Replace 'get_attachment_leaves' with direct call to mail gem

crowbot commented 10 years ago

Given that the recent bug report against the mail parsing in Alaveteli isn't seen when using the attachments method directly from the mail gem, it seems like we might be able to use mail gem methods more directly and possibly get rid of some code from mail_handler/backends/mail_backend.rb. As @garethrees points out, we'd need some better tests of current expected output first.

jpmckinney commented 10 years ago

@crowbot Why not release all WDTK raw messages along with their expected, processed output? It seems a lot is held up by a fear that fixing one edge case may break an old edge case. If we can just run parse_raw_email! over all those messages and see if what comes out is the same as before, we can start being a lot less careful about refactoring.

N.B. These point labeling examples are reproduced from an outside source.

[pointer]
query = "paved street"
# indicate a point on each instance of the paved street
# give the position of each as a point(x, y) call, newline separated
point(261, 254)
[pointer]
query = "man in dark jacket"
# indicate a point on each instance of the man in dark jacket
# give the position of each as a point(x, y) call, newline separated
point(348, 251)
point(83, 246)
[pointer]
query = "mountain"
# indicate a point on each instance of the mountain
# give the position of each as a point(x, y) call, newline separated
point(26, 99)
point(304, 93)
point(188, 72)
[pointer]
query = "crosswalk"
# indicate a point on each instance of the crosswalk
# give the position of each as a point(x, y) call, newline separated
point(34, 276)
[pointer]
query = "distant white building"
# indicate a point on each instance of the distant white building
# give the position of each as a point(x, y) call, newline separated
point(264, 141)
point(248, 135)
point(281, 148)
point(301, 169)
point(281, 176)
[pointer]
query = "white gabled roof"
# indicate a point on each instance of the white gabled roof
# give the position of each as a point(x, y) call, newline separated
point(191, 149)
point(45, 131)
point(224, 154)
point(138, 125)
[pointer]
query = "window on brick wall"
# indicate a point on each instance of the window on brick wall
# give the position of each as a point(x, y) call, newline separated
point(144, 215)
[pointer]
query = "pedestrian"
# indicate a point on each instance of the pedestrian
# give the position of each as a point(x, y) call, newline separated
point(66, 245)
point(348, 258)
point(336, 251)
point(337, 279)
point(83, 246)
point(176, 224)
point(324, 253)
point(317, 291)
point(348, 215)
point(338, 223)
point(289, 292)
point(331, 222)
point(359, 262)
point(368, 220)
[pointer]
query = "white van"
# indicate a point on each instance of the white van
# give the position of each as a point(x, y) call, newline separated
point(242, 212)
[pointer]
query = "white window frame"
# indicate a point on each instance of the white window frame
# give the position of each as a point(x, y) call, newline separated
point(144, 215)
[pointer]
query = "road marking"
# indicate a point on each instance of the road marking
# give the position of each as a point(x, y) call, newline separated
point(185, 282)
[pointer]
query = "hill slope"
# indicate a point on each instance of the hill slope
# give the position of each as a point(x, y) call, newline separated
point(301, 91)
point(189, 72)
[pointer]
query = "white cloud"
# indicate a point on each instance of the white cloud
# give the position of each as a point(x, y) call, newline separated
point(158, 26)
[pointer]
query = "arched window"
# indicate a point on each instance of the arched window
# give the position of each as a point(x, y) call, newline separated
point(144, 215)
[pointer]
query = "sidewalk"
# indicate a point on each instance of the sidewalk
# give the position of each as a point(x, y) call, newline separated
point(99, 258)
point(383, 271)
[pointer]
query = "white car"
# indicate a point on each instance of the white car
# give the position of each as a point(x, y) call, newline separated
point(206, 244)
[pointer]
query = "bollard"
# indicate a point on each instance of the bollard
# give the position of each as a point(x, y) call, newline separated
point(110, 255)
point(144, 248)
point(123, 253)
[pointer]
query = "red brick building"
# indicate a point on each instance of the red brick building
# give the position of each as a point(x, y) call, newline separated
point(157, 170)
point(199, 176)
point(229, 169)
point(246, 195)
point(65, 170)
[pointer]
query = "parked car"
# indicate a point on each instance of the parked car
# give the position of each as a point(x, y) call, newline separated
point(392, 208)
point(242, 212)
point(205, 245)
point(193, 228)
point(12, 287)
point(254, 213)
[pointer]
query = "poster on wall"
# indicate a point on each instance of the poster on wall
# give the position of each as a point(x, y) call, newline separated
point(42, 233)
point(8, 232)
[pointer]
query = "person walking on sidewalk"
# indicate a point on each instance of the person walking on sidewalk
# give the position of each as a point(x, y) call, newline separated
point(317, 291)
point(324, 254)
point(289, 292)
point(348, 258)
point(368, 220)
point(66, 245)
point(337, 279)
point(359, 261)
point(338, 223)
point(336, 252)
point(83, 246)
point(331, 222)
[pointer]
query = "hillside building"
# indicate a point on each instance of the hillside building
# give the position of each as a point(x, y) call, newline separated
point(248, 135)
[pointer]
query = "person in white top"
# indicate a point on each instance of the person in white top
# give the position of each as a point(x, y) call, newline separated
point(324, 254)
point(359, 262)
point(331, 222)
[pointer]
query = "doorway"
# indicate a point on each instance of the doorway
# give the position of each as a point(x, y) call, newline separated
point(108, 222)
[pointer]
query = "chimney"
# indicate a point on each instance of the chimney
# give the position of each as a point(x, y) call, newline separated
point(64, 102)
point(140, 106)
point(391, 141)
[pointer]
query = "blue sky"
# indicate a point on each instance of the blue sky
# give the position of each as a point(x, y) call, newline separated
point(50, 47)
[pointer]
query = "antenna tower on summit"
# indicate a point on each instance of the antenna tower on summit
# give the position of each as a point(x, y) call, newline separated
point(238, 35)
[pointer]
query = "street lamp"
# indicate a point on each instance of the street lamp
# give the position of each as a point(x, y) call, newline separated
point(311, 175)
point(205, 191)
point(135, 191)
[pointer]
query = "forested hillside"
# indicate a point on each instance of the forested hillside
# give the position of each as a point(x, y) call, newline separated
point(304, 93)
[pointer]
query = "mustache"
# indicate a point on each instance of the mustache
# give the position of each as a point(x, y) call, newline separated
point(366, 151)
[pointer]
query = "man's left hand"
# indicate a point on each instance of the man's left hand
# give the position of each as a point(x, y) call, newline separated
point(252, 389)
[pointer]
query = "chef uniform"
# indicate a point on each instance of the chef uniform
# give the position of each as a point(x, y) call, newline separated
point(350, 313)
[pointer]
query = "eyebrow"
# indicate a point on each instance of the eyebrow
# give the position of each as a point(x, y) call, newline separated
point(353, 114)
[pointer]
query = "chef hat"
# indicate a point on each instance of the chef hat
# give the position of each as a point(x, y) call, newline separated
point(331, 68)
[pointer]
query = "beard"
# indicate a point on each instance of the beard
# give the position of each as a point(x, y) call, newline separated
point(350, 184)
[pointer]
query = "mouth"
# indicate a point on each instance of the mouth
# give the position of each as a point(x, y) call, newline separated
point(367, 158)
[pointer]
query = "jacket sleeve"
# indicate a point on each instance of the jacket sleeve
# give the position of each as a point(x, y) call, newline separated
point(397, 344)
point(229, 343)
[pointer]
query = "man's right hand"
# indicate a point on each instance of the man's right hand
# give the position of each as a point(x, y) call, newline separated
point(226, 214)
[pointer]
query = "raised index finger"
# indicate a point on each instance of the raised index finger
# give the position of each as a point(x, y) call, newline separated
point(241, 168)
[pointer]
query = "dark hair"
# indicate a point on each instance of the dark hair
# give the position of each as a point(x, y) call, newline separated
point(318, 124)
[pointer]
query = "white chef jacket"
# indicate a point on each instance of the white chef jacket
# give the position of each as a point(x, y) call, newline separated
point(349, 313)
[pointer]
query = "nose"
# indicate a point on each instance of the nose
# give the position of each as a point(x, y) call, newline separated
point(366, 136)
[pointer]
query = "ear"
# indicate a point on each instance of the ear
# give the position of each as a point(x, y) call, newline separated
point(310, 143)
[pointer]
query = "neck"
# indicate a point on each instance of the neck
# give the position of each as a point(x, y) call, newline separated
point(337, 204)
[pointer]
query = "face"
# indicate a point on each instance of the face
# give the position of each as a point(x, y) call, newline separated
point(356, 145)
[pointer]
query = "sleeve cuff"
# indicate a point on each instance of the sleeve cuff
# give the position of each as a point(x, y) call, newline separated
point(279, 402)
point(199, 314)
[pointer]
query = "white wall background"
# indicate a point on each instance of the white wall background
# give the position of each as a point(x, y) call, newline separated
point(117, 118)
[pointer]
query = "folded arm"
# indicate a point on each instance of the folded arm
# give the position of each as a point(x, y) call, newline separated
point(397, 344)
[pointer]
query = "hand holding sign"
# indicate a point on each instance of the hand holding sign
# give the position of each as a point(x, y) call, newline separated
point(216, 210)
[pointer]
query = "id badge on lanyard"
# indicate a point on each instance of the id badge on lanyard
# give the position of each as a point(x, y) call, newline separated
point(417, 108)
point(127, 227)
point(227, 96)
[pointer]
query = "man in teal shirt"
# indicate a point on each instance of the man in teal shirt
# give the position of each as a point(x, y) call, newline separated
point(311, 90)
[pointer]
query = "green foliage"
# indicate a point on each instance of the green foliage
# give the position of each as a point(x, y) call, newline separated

crowbot commented 10 years ago

Hi @jpmckinney, sorry you got the run around looking at different pull requests, and thanks for your comments. There are a few considerations that would challenge the idea of making all WDTK emails public:

It's quite a large data set - half a million emails. Running any change over all of them is going to take a significant amount of time. The format differences in this data set could be represented by a much smaller sample set.
Depending on what you mean by 'release', I think the unredacted email addresses in the emails may pose a problem
There is a difference between a computationally identical processed output and one that is semantically identical - we saw this in our preparation for the move to Rails 3, which invloves using the Mail gem instead of TMail - although the results of parsing were semantically the same in lots of cases, there were trivial differences in them.

Given these considerations, I think my preference at the moment is still for fleshing out the test suite with more examples of raw emails and expected output to give us more refactoring confidence. Perhaps we can generate some test examples automaticall from the WDTK data set to accelerate this process though.

jpmckinney commented 10 years ago

The only way to find out how long it actually takes is to try it. We can try running the current parse_raw_email! over those messages, save the results as our "target output" and see how long it takes.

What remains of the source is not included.